Could someone please describe the process LT is doing to reverse lookup a matching tag? I keep having problems getting some rules to work.
1 a word is matched
2 the postag is stored
3 the replacement word is stored
4 the root word is fetched from the postag dictionary
5 the alternative word is searched in the postag dictionary
6 the child words of this root word are filtered by the regexp and the items matching the stored postag are offered
<rulegroup id="GESCHIEDEN" name="geschieden">
<rule>
<antipattern><token>uw</token><token>wil</token><token>geschiede</token></antipattern>
<pattern>
<token inflected="yes">geschieden</token>
</pattern>
<message>De tekst wordt vlotter als je deze herschrijft met <suggestion><match no="1" postag="WKW:.*" postag_regexp="yes">gebeuren</match></suggestion>.</message>
<url>https://onzetaal.nl/taaladvies/ouderwets-taalgebruik</url>
<example correction="gebeurde">En zo <marker>geschiedde</marker>, want voor Jan is een woord een woord.</example>
<example correction="gebeuren">Ook dit helpen dient beheerst te <marker>geschieden</marker>.</example>
<example correction="gebeurt">Openen <marker>geschiedt</marker> door het duwen tegen de horizontale balk.</example>
<example correction="gebeurde">De controle <marker>geschiedde</marker> door de pastoor.</example>
</rule>
</rulegroup>
In postag="(WKW:.*)" you select the token you want from the original sentence (there can be more than one postag), and in postag_replace="$1" you put what you want to synthesize.

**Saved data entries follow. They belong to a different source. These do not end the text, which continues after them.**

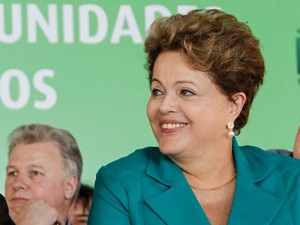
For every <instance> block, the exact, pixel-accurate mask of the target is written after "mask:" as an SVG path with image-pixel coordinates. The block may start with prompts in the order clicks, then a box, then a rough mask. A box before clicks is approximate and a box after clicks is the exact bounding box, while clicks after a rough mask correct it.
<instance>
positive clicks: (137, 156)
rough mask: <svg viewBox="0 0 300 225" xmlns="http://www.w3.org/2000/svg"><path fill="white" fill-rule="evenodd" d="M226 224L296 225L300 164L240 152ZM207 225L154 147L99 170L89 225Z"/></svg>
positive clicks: (143, 150) (188, 191) (180, 173)
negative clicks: (232, 200) (230, 201)
mask: <svg viewBox="0 0 300 225" xmlns="http://www.w3.org/2000/svg"><path fill="white" fill-rule="evenodd" d="M233 153H234V158H235V166H236V172H237V177H236V190H235V194H234V200H233V205H232V210H231V213H230V217H229V221H228V224H229V225H256V224H257V225H269V224H272V225H275V224H278V225H299V224H300V160H298V159H293V158H291V157H287V156H282V155H279V154H274V153H270V152H265V151H263V150H261V149H259V148H257V147H253V146H244V147H239V146H238V144H237V142H236V140H235V139H234V141H233ZM129 224H131V225H162V224H168V225H209V224H210V223H209V221H208V219H207V217H206V215H205V213H204V211H203V210H202V208H201V206H200V204H199V203H198V201H197V199H196V197H195V195H194V194H193V191H192V190H191V188H190V187H189V185H188V183H187V180H186V179H185V177H184V175H183V173H182V171H181V169H180V168H179V167H178V166H177V165H176V164H174V163H173V162H172V161H171V160H170V159H169V158H168V157H166V156H164V155H162V154H161V153H160V151H159V149H158V148H156V147H148V148H144V149H140V150H137V151H135V152H134V153H132V154H131V155H129V156H127V157H125V158H122V159H119V160H117V161H115V162H112V163H110V164H108V165H107V166H104V167H102V168H100V170H99V171H98V173H97V177H96V182H95V194H94V198H93V201H92V206H91V211H90V215H89V219H88V225H129Z"/></svg>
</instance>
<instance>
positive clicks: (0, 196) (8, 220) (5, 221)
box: [0, 194, 14, 225]
mask: <svg viewBox="0 0 300 225" xmlns="http://www.w3.org/2000/svg"><path fill="white" fill-rule="evenodd" d="M0 225H14V223H13V221H12V220H11V219H10V217H9V214H8V208H7V204H6V201H5V198H4V197H3V196H2V195H1V194H0Z"/></svg>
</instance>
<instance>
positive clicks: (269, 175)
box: [228, 140, 293, 225]
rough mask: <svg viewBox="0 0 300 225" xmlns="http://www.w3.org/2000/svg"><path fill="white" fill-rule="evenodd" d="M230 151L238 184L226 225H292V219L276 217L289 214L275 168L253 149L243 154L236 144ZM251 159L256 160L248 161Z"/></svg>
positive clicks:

In this case you keep the whole original postag, but you can change it totally or partially.
I tried this, but it does not help. There must be more. Feel free to edit and test…

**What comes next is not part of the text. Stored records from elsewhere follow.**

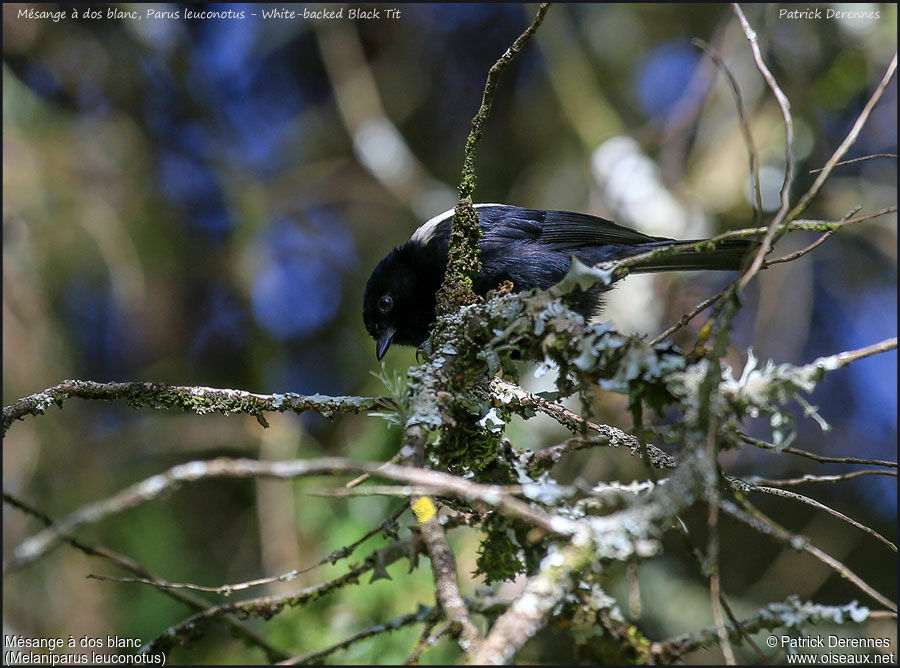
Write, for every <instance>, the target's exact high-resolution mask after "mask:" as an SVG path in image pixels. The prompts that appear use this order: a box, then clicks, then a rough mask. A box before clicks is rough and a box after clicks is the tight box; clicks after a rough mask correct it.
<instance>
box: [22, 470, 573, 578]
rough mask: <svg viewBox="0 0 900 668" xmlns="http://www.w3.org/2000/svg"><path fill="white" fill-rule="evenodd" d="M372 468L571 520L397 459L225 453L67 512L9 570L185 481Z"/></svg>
mask: <svg viewBox="0 0 900 668" xmlns="http://www.w3.org/2000/svg"><path fill="white" fill-rule="evenodd" d="M358 472H367V473H371V474H372V475H374V476H377V477H380V478H387V479H389V480H396V481H398V482H410V483H413V484H420V485H426V486H429V487H434V488H435V489H441V490H442V491H443V492H445V493H448V494H452V495H454V496H458V497H459V498H462V499H467V498H481V499H482V500H483V501H485V502H486V503H489V504H491V505H496V506H497V507H499V509H500V511H501V512H502V513H508V514H511V515H513V516H517V517H521V518H522V519H524V520H526V521H528V522H530V523H532V524H534V525H535V526H537V527H539V528H541V529H543V530H544V531H547V532H548V533H559V532H560V531H561V530H562V529H561V527H563V526H565V523H559V522H555V521H554V518H553V517H552V516H551V515H548V514H547V513H545V512H544V511H542V510H538V509H536V508H532V507H531V506H530V505H529V504H527V503H525V502H524V501H520V500H518V499H516V498H514V497H512V496H510V495H508V494H502V493H498V491H497V490H496V489H495V488H494V486H492V485H482V484H479V483H474V482H471V481H469V480H466V479H464V478H460V477H458V476H454V475H450V474H448V473H441V472H439V471H430V470H427V469H416V468H412V467H406V466H396V465H393V464H389V465H384V464H378V463H375V462H355V461H352V460H348V459H341V458H337V457H333V458H331V457H323V458H320V459H310V460H304V459H294V460H285V461H277V462H266V461H258V460H254V459H229V458H227V457H220V458H218V459H213V460H208V461H193V462H188V463H186V464H180V465H178V466H174V467H172V468H170V469H169V470H168V471H166V472H165V473H161V474H157V475H155V476H152V477H150V478H148V479H146V480H144V481H142V482H139V483H136V484H134V485H132V486H130V487H128V488H126V489H124V490H123V491H121V492H119V493H118V494H115V495H113V496H111V497H109V498H107V499H104V500H101V501H97V502H94V503H92V504H88V505H87V506H84V507H82V508H80V509H78V510H76V511H74V512H72V513H70V514H69V515H68V516H66V517H65V518H64V519H63V520H62V521H60V522H59V523H57V524H56V525H55V527H54V528H52V529H46V530H44V531H42V532H40V533H37V534H35V535H34V536H32V537H31V538H28V539H26V540H25V541H23V542H22V543H21V544H20V545H19V546H18V547H16V548H15V550H14V551H13V555H14V558H13V560H11V561H9V562H7V563H5V564H4V573H8V572H11V571H13V570H17V569H19V568H21V567H22V566H25V565H26V564H29V563H31V562H32V561H34V560H35V559H38V558H39V557H41V556H43V555H44V554H45V553H46V552H47V551H48V550H49V549H50V548H51V547H53V546H54V545H55V544H56V543H57V542H58V541H59V540H60V538H61V536H62V535H66V534H70V533H71V532H72V531H74V530H75V529H77V528H79V527H81V526H84V525H86V524H94V523H96V522H99V521H101V520H103V519H105V518H107V517H110V516H112V515H115V514H119V513H121V512H123V511H125V510H128V509H129V508H134V507H135V506H138V505H141V504H142V503H146V502H148V501H151V500H153V499H155V498H158V497H159V496H160V495H161V494H163V493H166V492H168V491H171V490H172V489H174V488H176V487H177V486H178V485H179V484H180V483H186V482H196V481H198V480H207V479H211V478H278V479H285V480H289V479H293V478H297V477H302V476H314V475H335V474H340V473H358Z"/></svg>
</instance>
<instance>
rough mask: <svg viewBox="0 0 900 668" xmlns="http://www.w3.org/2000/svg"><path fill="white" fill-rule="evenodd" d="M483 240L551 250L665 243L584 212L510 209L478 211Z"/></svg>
mask: <svg viewBox="0 0 900 668" xmlns="http://www.w3.org/2000/svg"><path fill="white" fill-rule="evenodd" d="M479 215H480V216H481V218H482V220H483V223H484V224H483V226H482V229H483V231H484V232H485V237H486V240H488V238H490V237H494V238H495V239H497V240H498V241H500V240H501V239H504V240H517V239H520V240H528V241H534V242H537V243H540V244H542V245H545V246H549V247H550V248H552V249H554V250H568V249H578V248H584V247H590V246H608V245H613V246H638V245H642V244H647V243H654V242H660V241H668V239H665V238H664V237H652V236H650V235H647V234H644V233H643V232H638V231H637V230H633V229H631V228H629V227H623V226H622V225H617V224H616V223H613V222H612V221H609V220H606V219H604V218H598V217H597V216H591V215H588V214H585V213H574V212H572V211H536V210H534V209H522V208H519V207H514V206H496V207H495V206H490V207H484V208H480V209H479Z"/></svg>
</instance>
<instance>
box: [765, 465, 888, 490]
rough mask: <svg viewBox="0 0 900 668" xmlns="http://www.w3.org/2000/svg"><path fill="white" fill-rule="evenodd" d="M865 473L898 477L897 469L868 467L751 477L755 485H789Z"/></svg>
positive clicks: (777, 485) (852, 476)
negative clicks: (850, 468)
mask: <svg viewBox="0 0 900 668" xmlns="http://www.w3.org/2000/svg"><path fill="white" fill-rule="evenodd" d="M864 475H886V476H891V477H894V478H896V477H897V472H896V471H885V470H883V469H866V470H864V471H851V472H849V473H836V474H834V475H813V474H811V473H807V474H806V475H803V476H801V477H799V478H788V479H786V480H769V479H767V478H757V477H755V476H754V477H753V478H750V481H751V484H753V485H775V486H781V487H787V486H791V485H803V484H805V483H808V482H842V481H844V480H852V479H853V478H859V477H860V476H864Z"/></svg>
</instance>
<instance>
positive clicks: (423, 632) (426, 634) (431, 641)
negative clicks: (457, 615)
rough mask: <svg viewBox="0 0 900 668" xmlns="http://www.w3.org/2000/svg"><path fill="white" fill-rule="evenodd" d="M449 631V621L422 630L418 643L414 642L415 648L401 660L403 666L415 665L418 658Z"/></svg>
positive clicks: (446, 621) (444, 620)
mask: <svg viewBox="0 0 900 668" xmlns="http://www.w3.org/2000/svg"><path fill="white" fill-rule="evenodd" d="M449 630H450V620H444V621H443V622H441V623H440V624H438V625H437V626H435V627H433V630H432V628H431V627H428V626H426V627H425V629H423V632H422V635H421V636H420V637H419V640H418V642H416V646H415V647H413V650H412V652H410V653H409V655H408V656H407V657H406V658H405V659H404V660H403V665H404V666H409V665H416V664H418V663H419V657H420V656H422V654H423V653H424V652H425V650H427V649H428V648H429V647H431V646H433V645H434V643H436V642H437V641H438V640H439V639H440V637H441V636H443V635H444V634H445V633H447V632H448V631H449Z"/></svg>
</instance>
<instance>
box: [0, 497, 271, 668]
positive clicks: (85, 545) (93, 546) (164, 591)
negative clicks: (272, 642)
mask: <svg viewBox="0 0 900 668" xmlns="http://www.w3.org/2000/svg"><path fill="white" fill-rule="evenodd" d="M3 501H4V503H7V504H9V505H11V506H13V507H14V508H18V509H19V510H21V511H22V512H24V513H25V514H26V515H30V516H32V517H34V518H36V519H37V520H38V521H40V522H41V523H42V524H43V525H44V526H47V527H52V526H53V525H54V521H53V519H52V518H50V517H49V516H48V515H46V514H45V513H43V512H41V511H40V510H37V509H36V508H34V507H33V506H30V505H29V504H27V503H25V502H24V501H22V500H21V499H18V498H16V497H14V496H13V495H12V494H10V493H8V492H3ZM62 540H63V542H65V543H67V544H69V545H71V546H72V547H74V548H75V549H76V550H79V551H81V552H83V553H84V554H86V555H88V556H89V557H100V558H101V559H105V560H107V561H109V562H110V563H112V564H115V565H116V566H118V567H119V568H121V569H123V570H126V571H128V572H130V573H134V574H135V575H137V576H139V577H141V578H146V579H147V580H149V581H151V582H152V583H154V584H155V583H157V582H158V580H157V579H156V578H155V576H154V575H153V574H152V573H151V572H150V571H149V570H147V569H146V568H144V567H143V566H141V565H140V564H139V563H138V562H136V561H135V560H134V559H132V558H131V557H127V556H125V555H124V554H121V553H119V552H115V551H114V550H110V549H109V548H106V547H99V546H92V545H88V544H86V543H84V542H82V541H80V540H78V539H77V538H72V537H71V536H63V537H62ZM163 593H164V594H166V595H167V596H168V597H169V598H172V599H174V600H176V601H178V602H179V603H183V604H185V605H186V606H188V607H189V608H191V609H192V610H195V611H198V612H199V611H201V610H205V609H206V608H207V607H208V605H209V604H208V603H207V602H206V601H205V600H203V599H202V598H200V597H199V596H195V595H193V594H190V593H188V592H180V591H163ZM222 622H223V623H224V624H225V625H226V626H228V627H229V628H230V629H231V632H232V633H234V634H235V635H236V636H238V637H240V638H242V639H243V640H244V641H245V642H247V643H248V644H250V645H255V646H256V647H258V648H259V649H261V650H262V651H263V652H265V654H266V657H267V658H268V660H269V661H280V660H281V659H285V658H287V657H288V656H289V655H288V653H287V652H285V651H283V650H280V649H278V648H277V647H273V646H272V645H270V644H269V643H268V642H266V641H265V640H263V639H262V638H260V637H259V636H258V635H256V634H255V633H254V632H253V631H251V630H249V629H247V628H245V627H244V626H243V625H241V624H240V623H239V622H238V621H237V620H234V619H231V618H230V617H226V618H224V619H222Z"/></svg>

Strangely enough, it works for the other forms of ‘geschieden’, like ‘geschiedt’
@dnaber: I think this could be a bug; geschieden is in the dictionary as a WKW.* more than once. This is not very common, but also not rare. It could be LT is not deciding for the correct root?
I guess something is needed to make sure a root is selected; the tag of the matched word is the one to be uses (after regexp replace) to get the right derivative.